I was once more aware of my poverty, for I had nothing to give her: not the most trifling little ornament, not the smallest cooper’s ring; if I had, I could not have offered such things to her. I was so bitterly ashamed that I bent my head, unable to speak.
“Then give me a present to refresh my heart,” she said, and she raised my chin with her fingers and brought her face quite close. When I understood what she wanted, I touched her soft lips with mine. She sighed a little. “Thank you. That was a beautiful gift, Moses. I shall not forget it. But you must be a stranger from a far country since you have not yet learned how to kiss. How else is it possible that the girls of Jerusalem have not taught you, though your beard is grown for manhood?”
She drew from her finger a ring of gold and silver in which was set a large stone without any inscription and put it on my hand.
“I give you a present also, Moses, so that you may not forget me. When you have been initiated a priest of Yahweh, you can have your seal engraved upon this stone, like men of wealth and position. But remember that is it green because my name is Miriam and because it has been said that my eyes are as green as Jadeite.”
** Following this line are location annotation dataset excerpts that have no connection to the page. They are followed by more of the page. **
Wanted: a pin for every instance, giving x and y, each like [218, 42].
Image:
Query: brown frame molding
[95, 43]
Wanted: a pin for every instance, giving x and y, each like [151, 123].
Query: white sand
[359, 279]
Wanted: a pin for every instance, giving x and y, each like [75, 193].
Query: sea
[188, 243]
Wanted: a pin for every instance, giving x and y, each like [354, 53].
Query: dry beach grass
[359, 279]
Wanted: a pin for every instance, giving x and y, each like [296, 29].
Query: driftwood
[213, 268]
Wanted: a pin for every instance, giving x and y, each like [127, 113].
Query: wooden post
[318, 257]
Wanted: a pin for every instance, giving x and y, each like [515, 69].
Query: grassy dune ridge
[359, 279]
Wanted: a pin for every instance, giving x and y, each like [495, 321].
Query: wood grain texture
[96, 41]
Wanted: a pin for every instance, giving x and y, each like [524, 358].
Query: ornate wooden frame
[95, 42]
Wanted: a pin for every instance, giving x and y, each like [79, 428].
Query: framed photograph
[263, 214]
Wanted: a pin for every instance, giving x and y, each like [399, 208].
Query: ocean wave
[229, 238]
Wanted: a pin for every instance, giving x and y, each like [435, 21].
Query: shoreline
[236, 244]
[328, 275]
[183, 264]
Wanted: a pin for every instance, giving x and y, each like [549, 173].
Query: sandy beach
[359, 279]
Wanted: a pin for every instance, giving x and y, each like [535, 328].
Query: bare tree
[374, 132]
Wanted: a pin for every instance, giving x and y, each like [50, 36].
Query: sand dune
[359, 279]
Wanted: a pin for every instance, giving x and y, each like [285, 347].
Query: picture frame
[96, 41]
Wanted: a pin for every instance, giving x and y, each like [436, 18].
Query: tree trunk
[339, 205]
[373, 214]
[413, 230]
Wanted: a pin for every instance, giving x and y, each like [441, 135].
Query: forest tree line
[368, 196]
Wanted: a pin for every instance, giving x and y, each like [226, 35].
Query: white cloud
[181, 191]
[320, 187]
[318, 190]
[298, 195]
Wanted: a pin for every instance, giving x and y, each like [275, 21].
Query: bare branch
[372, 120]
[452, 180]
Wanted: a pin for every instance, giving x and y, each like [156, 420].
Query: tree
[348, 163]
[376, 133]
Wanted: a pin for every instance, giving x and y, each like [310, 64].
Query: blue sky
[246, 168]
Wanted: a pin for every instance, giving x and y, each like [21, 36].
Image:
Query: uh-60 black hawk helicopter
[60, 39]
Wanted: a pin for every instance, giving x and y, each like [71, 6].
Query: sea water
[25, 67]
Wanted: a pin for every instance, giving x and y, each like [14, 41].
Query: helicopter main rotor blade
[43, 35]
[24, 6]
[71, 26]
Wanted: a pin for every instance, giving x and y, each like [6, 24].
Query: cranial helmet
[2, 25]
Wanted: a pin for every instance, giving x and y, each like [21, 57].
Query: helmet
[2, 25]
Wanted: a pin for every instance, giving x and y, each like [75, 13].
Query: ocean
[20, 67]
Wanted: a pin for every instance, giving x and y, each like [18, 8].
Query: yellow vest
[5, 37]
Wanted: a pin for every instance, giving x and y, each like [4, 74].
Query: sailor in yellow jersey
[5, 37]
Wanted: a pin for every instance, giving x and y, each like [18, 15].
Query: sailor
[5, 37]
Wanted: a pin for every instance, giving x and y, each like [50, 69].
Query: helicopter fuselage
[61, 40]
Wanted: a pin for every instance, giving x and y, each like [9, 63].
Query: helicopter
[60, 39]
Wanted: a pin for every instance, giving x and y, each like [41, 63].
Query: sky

“I cannot take your ring, Miriam,” and I repeated it – Miriam – and the repetition gave me untold joy. “But I shall not forget you.”
“Silly boy! Keep the ring because I wish it. Keep it for a whim of mine, and for the interest it will pay me some day.” She shook a slim finger in my face, and her eyes laughed as she said, “And remember to beware of women whose bodies burn worse than fire!”
She turned to go, forbidding me to follow her. Through the exit of the temple precinct, I saw her step into a carved and ornamented chair that was awaiting her in the courtyard. A runner went before and shouted to clear the way, the people standing aside, whispering and looking after her. When she had gone, I was seized with a deadly emptiness as if I had dived headfirst into a dark abyss.
Jonathan noticed the ring on my finger some days later; he gripped my hand suspiciously and stared at it. “By all the gazelles on Ein Gedi… Miriam, eh? I would never have believed it. ” He looked at me with something like respect, although the priest had set me to scrub the floors around the altar, cleaning away the blood from the floor that had dripped from sacrificial animals. I was given this task since I had not the wit to give him a present.
Then I felt such hatred of Jonathan and his words as only a youth can feel. However much I longed to ask him about Miriam, I would not condescend to it. I hid my secret in my heart, for a lie is lovelier than the truth and a dream purer than Earthly contact. I caressed the green stone upon my finger, remembering her eyes and her cool breasts, and seemed still to feel the taste of her lips. I held her, and her soft lips touched mine – in consolation, for an angel had appeared in front of me and my faith was gone.
When I thought of her, I whispered with burning cheeks, “My sister.” And the word was a caress in my ears, for from untold ages its meaning has been and will ever be, “My beloved.”